The Media and Reporting on Crime
The media bears a lot of responsibility for the unfocused and consequently ineffective collective response to our continuing crime wave.
Of the two murders that took place over the weekend, one victim was killed after apparently shooting somebody in the head and the other was being sought recently as a suspect in a murder case. Yet both dailies’ coverage failed to focus on the obvious implications of these facts, sensationalizing crime in general instead.
The Tribune chose a headline repeating the (completely unestablished) claim that one victim was killed ‘for a plate of food’, while making no mention of the (completely established) fact that this young man was only last year being sought by police in connection with murder. One sensed the scary message that Oliver Twist would have been a gruesome statistic in these parts. One got no sense of what a senseless (and easily fixed) revolving door our judicial system has become.

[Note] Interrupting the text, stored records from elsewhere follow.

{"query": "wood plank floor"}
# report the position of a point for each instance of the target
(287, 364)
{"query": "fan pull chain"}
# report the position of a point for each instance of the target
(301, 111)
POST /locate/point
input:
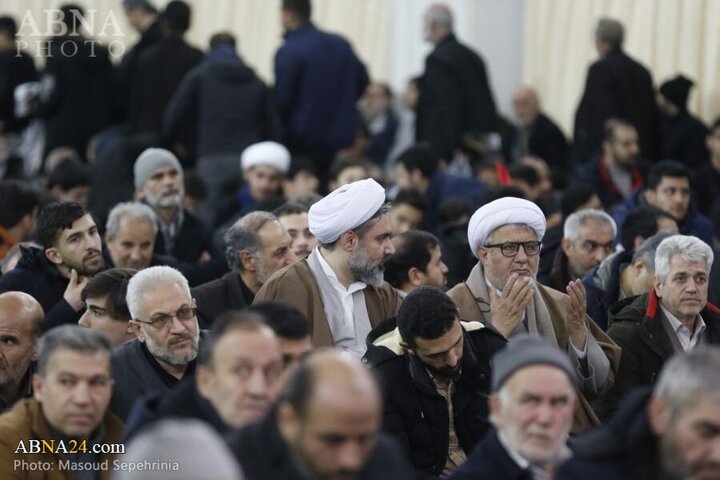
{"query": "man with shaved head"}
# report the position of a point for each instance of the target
(21, 319)
(326, 426)
(455, 96)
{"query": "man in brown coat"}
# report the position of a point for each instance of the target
(339, 287)
(54, 434)
(505, 235)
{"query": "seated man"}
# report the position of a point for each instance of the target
(673, 317)
(671, 432)
(621, 277)
(417, 261)
(21, 322)
(588, 239)
(505, 235)
(339, 287)
(256, 246)
(326, 425)
(235, 384)
(434, 372)
(106, 309)
(71, 394)
(532, 410)
(55, 274)
(165, 323)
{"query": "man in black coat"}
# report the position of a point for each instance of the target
(326, 425)
(617, 87)
(532, 407)
(669, 433)
(435, 376)
(56, 273)
(674, 317)
(455, 96)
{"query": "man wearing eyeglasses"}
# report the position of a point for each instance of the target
(588, 239)
(501, 290)
(164, 319)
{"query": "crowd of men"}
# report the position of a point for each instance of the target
(299, 281)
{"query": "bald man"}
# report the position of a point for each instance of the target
(536, 134)
(326, 425)
(21, 319)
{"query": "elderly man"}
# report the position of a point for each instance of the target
(434, 372)
(673, 317)
(257, 246)
(71, 394)
(55, 274)
(671, 432)
(339, 287)
(159, 183)
(21, 319)
(326, 425)
(417, 261)
(167, 337)
(529, 440)
(106, 309)
(588, 239)
(505, 235)
(235, 384)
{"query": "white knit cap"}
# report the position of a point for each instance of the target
(271, 154)
(344, 209)
(503, 211)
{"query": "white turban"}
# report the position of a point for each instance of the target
(344, 209)
(501, 212)
(271, 154)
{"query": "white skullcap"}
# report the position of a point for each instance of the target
(344, 209)
(271, 154)
(503, 211)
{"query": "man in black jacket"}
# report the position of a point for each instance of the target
(435, 376)
(617, 87)
(326, 425)
(56, 274)
(455, 96)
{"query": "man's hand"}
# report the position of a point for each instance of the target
(508, 309)
(575, 319)
(74, 288)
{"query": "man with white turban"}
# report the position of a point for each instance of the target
(339, 287)
(505, 235)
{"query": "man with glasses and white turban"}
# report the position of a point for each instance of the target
(339, 287)
(506, 236)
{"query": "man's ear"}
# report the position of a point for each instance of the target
(53, 255)
(658, 412)
(247, 260)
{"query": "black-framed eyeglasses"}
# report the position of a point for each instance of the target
(159, 320)
(510, 249)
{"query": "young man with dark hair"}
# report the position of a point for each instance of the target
(434, 373)
(417, 261)
(106, 308)
(55, 274)
(18, 205)
(668, 188)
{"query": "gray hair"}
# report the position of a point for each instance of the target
(576, 220)
(688, 377)
(691, 249)
(243, 235)
(610, 31)
(440, 15)
(647, 250)
(149, 279)
(71, 337)
(135, 211)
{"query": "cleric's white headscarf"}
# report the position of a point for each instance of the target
(501, 212)
(344, 209)
(271, 154)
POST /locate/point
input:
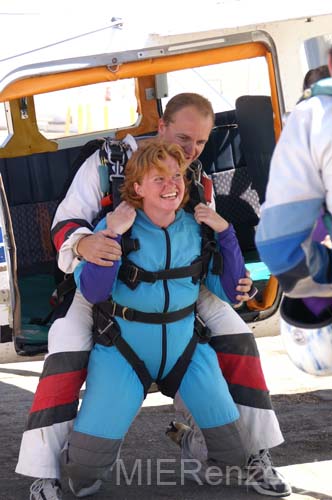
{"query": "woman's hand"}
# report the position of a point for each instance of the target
(121, 219)
(205, 214)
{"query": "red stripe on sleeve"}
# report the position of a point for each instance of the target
(60, 236)
(57, 390)
(242, 370)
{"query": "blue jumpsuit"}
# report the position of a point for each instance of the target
(109, 408)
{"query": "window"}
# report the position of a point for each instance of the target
(90, 108)
(222, 83)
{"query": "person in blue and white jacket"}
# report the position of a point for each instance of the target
(299, 188)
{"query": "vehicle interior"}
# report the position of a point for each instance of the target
(40, 149)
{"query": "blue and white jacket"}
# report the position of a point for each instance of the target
(300, 183)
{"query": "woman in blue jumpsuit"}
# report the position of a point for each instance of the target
(154, 191)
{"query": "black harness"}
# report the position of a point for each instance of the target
(106, 331)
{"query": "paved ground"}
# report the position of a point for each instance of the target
(303, 404)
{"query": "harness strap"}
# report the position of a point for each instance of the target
(128, 272)
(111, 308)
(170, 384)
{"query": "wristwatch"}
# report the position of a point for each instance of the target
(74, 247)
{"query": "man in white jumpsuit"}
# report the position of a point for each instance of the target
(187, 121)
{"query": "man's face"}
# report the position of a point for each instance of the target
(189, 129)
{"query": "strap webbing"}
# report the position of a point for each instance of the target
(129, 272)
(111, 309)
(170, 384)
(111, 335)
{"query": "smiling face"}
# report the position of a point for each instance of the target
(162, 189)
(188, 128)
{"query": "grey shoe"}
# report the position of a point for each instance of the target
(84, 488)
(264, 478)
(45, 489)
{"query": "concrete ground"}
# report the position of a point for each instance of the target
(303, 404)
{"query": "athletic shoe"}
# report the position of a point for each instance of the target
(84, 488)
(45, 489)
(264, 478)
(175, 431)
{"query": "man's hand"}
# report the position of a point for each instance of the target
(244, 286)
(205, 214)
(99, 248)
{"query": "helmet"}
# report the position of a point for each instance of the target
(307, 339)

As for The Guardian, it focused on a somewhat extensive analysis of murder trends for this year, juxtaposed to last year. But it did no homework to show if the group of men involved in the attempted murder-cum-revenge killing of the weekend were actually recently in custody and released, or had been charged or convicted of violent offences, or given laughably short sentences for possession of firearms.
Over and over again, the media casts our crime problem in a broad, amorphous context, instead of focusing society’s attention on where it belongs: the courts.
Over and again, judges have sought to impose the lightest of sentences for crimes involving the possession of illegal firearms, as if they are blissfully unaware that this single matter has become a national emergency. Over and again, when they have imposed the laughably light 4-year minimum, they have been quick to assure the offender that it is only because they are constrained by statute to do so.
Likewise, the continued granting of bail to violent, repeat offenders can be traced to a judicial culture that has effectively lost sight of the ‘public interest’ consideration in exercising any discretion they are given. Clearly, it is time to amend the constitution and remove that discretion forever.
If the media did a better job in showing the clear, unambiguous and demonstrable link between the judicial revolving door and people actually getting killed, politicians would find it easier to muster the political will to address the shortfalls of the judiciary and, where necessary, to limit its discretion in the public interest.